Ahnungslos, wie ich bezüglich der Tiere bin, vermute ich, dass sie Werkzeuge unbewusst simulieren, weil sie - soweit ich sehe - keine Werkzeuge herstellen. Wiener hat den Ausdruck "Tier" verwendet, wo er auf unbewusste Regelung im Menschen hinweisen wollte. Säuger - auch Menschen - regulieren etwa ihre Körpertemperatur zu einem grossen Teil unbewusst, sie verhalten sich wie thermostatengeregelte Heizungen, auch wenn sie nichts von Thermostaten wissen.
Ich sehe zwei Interpretationsmuster: die Mitteilung und den Ausdruck
...
Für das, was Bateson - in Uebereinstimmung mit dem Paradigma der Kommunikationswissenschaften - "Kommunikation" nennt, hat er mit dem von ihm getretenen Hund das beste Bild erfunden. Obwohl er seinen Hund in zwei - für Kommunikation entscheidend - verschiedenen Stärken tritt, will er in beiden Fällen dasselbe, er will den Hund los sein. Und natürlich gäbe es noch die ganz elegante Variante: er könnte seinen Hund mit allerhand Entschuldigungen - und impliziter Androhung eines Liebesentzugs - sprachlich bitten, wegzugehen. Auch dieser Fall wäre in Bateson's Terminologie kommunikativ, weil der Hund mit seiner eigenen Energie - vielleich depressiv statt agressiv - davon schleichen würde. Um zu verstehen, wie Bateson Kommunikation versteht, genügt es aber den Hund verschieden stark zu treten.

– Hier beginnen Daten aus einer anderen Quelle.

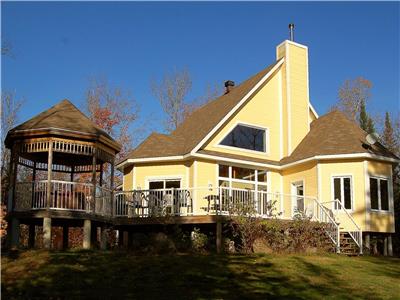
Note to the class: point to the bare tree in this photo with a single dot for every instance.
(352, 94)
(9, 116)
(115, 111)
(211, 93)
(6, 48)
(171, 92)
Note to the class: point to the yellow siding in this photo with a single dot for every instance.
(306, 173)
(205, 176)
(312, 117)
(275, 179)
(128, 179)
(295, 91)
(356, 170)
(381, 221)
(263, 111)
(144, 172)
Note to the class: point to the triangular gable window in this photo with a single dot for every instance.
(246, 137)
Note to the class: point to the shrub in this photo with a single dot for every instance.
(199, 240)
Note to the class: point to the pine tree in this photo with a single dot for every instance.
(370, 126)
(388, 134)
(363, 118)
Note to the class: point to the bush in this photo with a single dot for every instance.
(199, 241)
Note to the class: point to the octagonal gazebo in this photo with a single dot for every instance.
(60, 142)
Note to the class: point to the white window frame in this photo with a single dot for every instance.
(379, 209)
(342, 176)
(164, 179)
(255, 182)
(267, 145)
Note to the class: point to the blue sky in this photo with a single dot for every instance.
(58, 47)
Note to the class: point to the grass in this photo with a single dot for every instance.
(118, 275)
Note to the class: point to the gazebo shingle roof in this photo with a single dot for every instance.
(63, 117)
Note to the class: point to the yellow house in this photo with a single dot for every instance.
(263, 142)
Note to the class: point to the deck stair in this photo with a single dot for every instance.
(347, 245)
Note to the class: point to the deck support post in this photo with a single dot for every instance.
(93, 237)
(14, 236)
(65, 236)
(87, 228)
(219, 237)
(367, 243)
(94, 181)
(390, 245)
(125, 238)
(31, 238)
(49, 175)
(103, 238)
(47, 233)
(385, 246)
(120, 238)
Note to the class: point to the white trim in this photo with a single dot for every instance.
(308, 89)
(292, 43)
(313, 110)
(187, 176)
(239, 149)
(367, 197)
(288, 100)
(164, 178)
(319, 183)
(379, 178)
(341, 156)
(195, 173)
(237, 106)
(280, 100)
(342, 176)
(234, 160)
(294, 184)
(266, 165)
(282, 198)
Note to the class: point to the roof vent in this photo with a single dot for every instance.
(291, 32)
(229, 84)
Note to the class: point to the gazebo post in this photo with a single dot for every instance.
(13, 239)
(101, 174)
(47, 220)
(49, 173)
(112, 186)
(94, 179)
(12, 179)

Als Kommunikation erscheint in Bateson's Beispiel neben dem Signalprozess und der "verstehenden Angleichung" - falls der Hund versteht -, ein im Paradigma mitgedachtes Motiv der Kommunikation, nämlich die Mitteilung. Bateson "kommuniziert" mit seinem Hund, weil er den Hund zu etwas veranlassen will (3.1). Die Kommunikation erscheint unter diesem manipulativen Gesichtspunkt als "leidlich gelungen", wenn der andere macht, was man gerne hätte - und ich halte einen Fusstritt in diesem Falle für eine überzeugende Mitteilung. Würde Bateson anstelle seines Hundes mich treten, müsste ich in der Sprache des Paradigmas - unabhängig davon, ob ich durch seinen Tritt wegfliegen würde - "entschlüsseln", was der Tritt wohl bedeuten mag, was also die Botschaft der "Nachricht" von Bateson sein könnte. Gemäss Schulz von Thun müsste ich dann erwägen, ob oder zu welchem Teil im Tritt eine Sache mitgeteilt wird, ob mit dem Tritt ein Appell verbunden ist oder die Klärung einer Beziehung vorgeschlagen wird, oder ob der Tritt Ausdruck einer Selbstoffenbarung des Tretenden ist. Auf Mitteilungen reagiert der "Empfänger" in diesem Sinne nicht mit einer Bedeutung schaffenden Handlung, sondern mit einer "rezeptiven" Deutung, was wohl die Mitteilung jenseits von ihm, quasi objektiv oder metaphysisch bedeuten könnte.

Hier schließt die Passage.